La Torà è la parola di D-O
Con questo mese iniziamo la lettura dell’ultimo Libro della Torà: Devarìm. Il Libro di Devarìm è noto come la “Ripetizione della Torà”, in quanto in esso Moshè Rabèinu ripassa in rassegna i vari incontri e le varie esperienze trascorse dagli Ebrei, nei quarant’anni durante i quali essi vagarono nel deserto, così come i precetti e le leggi, che vennero comandati loro durante quel periodo. Esiste, purtroppo, una sfortunata tendenza fra i disinformati, a credere che la Torà sia solo un libro di estrema saggezza, compilato da Moshè, persona eccezionalmente dotata. Il Rambam, tuttavia, scrive che “chi afferma che un solo verso, o anche una singola parola della Torà sia stata pronunciata da Moshè di sua invenzione e non sia venuta da D-O, è da considerarsi un eretico.” Se, inoltre, questa persona fosse stata educata in modo adeguato a seguire e a osservare l’Ebraismo, ed essa si ribellasse all’insegnamento del concetto fondamentale che la Torà è la parola di D-O, “pur essendo un Ebreo, egli non avrebbe una parte nel Mondo a Venire”. Una simile persona avrebbe di fatto sacrificato la ricompensa che lo aspetta al tempo della Redenzione.

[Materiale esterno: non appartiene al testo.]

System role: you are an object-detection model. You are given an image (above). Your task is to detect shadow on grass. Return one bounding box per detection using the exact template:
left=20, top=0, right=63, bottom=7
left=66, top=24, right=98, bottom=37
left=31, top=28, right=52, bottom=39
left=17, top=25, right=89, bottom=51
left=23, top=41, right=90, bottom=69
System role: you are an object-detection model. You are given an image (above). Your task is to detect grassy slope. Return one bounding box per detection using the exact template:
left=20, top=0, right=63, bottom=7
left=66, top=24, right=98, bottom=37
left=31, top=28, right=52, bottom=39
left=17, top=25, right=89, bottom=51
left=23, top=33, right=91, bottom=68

Ora, se ciò si applica a chi ha rinnegato la provenienza Divina di “anche una singola parola” della Torà, quanto, a maggior ragione, ciò sarà valido per chi mette in discussione l’autorità Divina di un intero Libro della Torà!

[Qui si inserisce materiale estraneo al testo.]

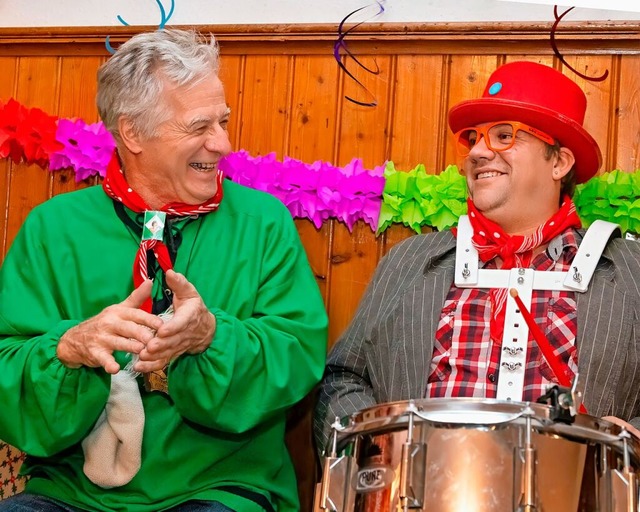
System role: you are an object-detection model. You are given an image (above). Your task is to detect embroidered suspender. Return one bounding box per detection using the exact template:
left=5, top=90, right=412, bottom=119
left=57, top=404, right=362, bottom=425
left=454, top=215, right=618, bottom=401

La Presenza Divina parlava dalla gola di Moshè
Sorge però qui una difficoltà di comprensione di fronte all’affermazione della Ghemarà, secondo la quale Moshè compilò il Libro di Devarìm “di suo”! Secondo quanto sostiene il Rambam, infatti, non dovrebbe considerarsi questa un’affermazione del tutto eretica?! Tosafòt, un commento Talmùdico, risolve la difficoltà in questo modo: Moshè fu di fatto autore del Libro Devarìm “di suo”, ma “in uno stato di profezia (ruach ha’kodesh).” Partendo dal punto fermo che le parole di questo Libro furono pronunciate dalla bocca di Moshè, esse erano comunque parole di D-O, come dicono i nostri Saggi: “la Presenza Divina parlava dalla gola di Moshè”. Moshè era unito all’Onnipotente in un’unione così totale che, a volte, quando egli parlava in nome di D-O, lo faceva addirittura in prima persona. Ad esempio, Moshè disse: “Io darò la pioggia della vostra terra a suo tempo”, e, “darò erba nel tuo campo per il tuo bestiame”. Evidentemente non è Moshè “di suo”, che “dà” pioggia ed erba. Egli è piuttosto solo il canale, attraverso il quale passa la benedizione Divina. Allo stesso modo, quando Moshè pronunciò il Libro di Devarìm “di suo”, egli lo fece in quanto estensione dell’Onnipotente.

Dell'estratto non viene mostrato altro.